China will be responsible if anything unfortunate happens to me, says Nepal opposition leader
Nov 23, 2020
Kathmandu [Nepal], November 23 : Nepali Congress Parliamentary leader Jeevan Bahadur Shahi on Sunday said he felt threatened after China responded aggressively to a report by his team, which showed that the communist nation had encroached on Nepal's land in Humla.
"I want to reiterate that China will be responsible if anything unfortunate happens to me," Shahi said in an interview on Khabarhub.
Though Prime Minister KP Sharma Oli-government had denied the allegations, last month, Shahi, leader of opposition in Karnali Province, had said China had erected a pillar and the government officials had said they were not consulted about such issues.
"The Junge Pillar 12 has been recently erected by China. The government officials say they have not been consulted about such issues. The Pillars 5.1 and 6.1 have been enclosed as there are Chinese security forces," he said.
After Shahi's briefing to the press and submission of the report to the government, China has not only protested it as biased, the Chinese Embassy in Kathmandu responded to it aggressively by writing a letter to the Nepali Congress party.
The Nepal opposition leader in his interview stated that China's response could jeopardise Nepali Congress' relationship with China as well as negatively impact the Nepal-China relationship, while terming the letter sent by the Chinese Embassy as 'undiplomatic'.
"The language used in the Embassy's letter looks like a threat and it seems to undermine my position and personality," he told Khabarhub.
He mentioned that China had constructed nine buildings in Lolungjong, Hilsa, which remained in Nepali territory, as Nepal had built a road 2 km from Lolungjong in 2009.
China had also arranged to make the Chinese time appear in Nepali territory, which was 4 km from Nepal-China border. As the area shows the Chinese time zone, Nepali choppers cannot fly to their own area.
"The Chinese officials had come to the steep sides at Gappudocha and had confessed China's land does not reach up to the point we were constructing the road then. The road lies 2 km west-north from the place China has constructed the buildings now," he said.
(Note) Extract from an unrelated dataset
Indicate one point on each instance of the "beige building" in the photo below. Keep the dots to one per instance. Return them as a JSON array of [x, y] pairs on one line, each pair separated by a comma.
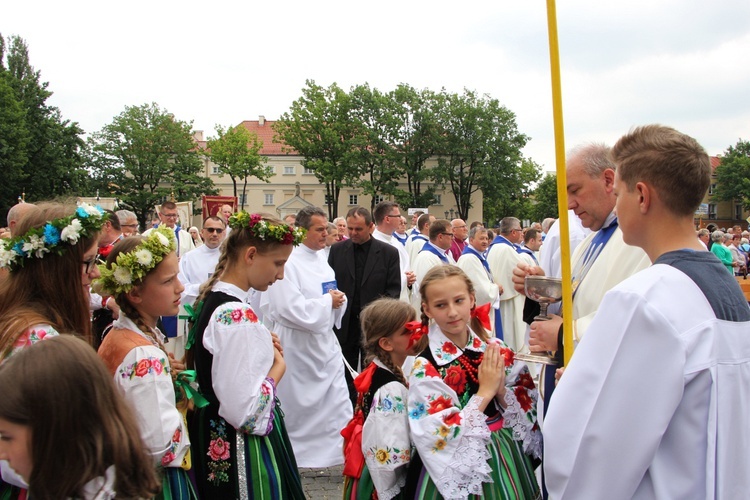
[[292, 186]]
He further stated that while the Nepal government said the land was not encroached, when his team reached the site, they saw the border is encroached, as the buildings constructed in Lolungjong could be seen from Pillar 12 in the hills of Limi Lapcha.
"While observing through GPS at the pillar, we find it arranged in such a way that two kilometers inward Nepal is depicted as a Chinese area. It should have shown China on the next side of the pillar and Nepal on another side of it, but it is not so there," Shahi said in his interview with Khabarhub.
Criticising the Nepal government's silence over the report, Shahi lamented that the government has expressed its loyalty to China by not claiming Nepal's land, and even government officials who have been there are reluctant to speak about it.
"We have submitted the letter of public concern requesting the government to send a team of experts to talk with China. We submitted it to Prime Minister KP Oli, but we have not got any response to date," he said.
The parliamentary leader also said he will resign from his post if his findings are proven wrong, and challenged China to provide evidence that it had not encroached Nepal's land.
Shahi appealed that Nepali Congress should express concern over the matter through the Chinese Ambassador in Kathmandu.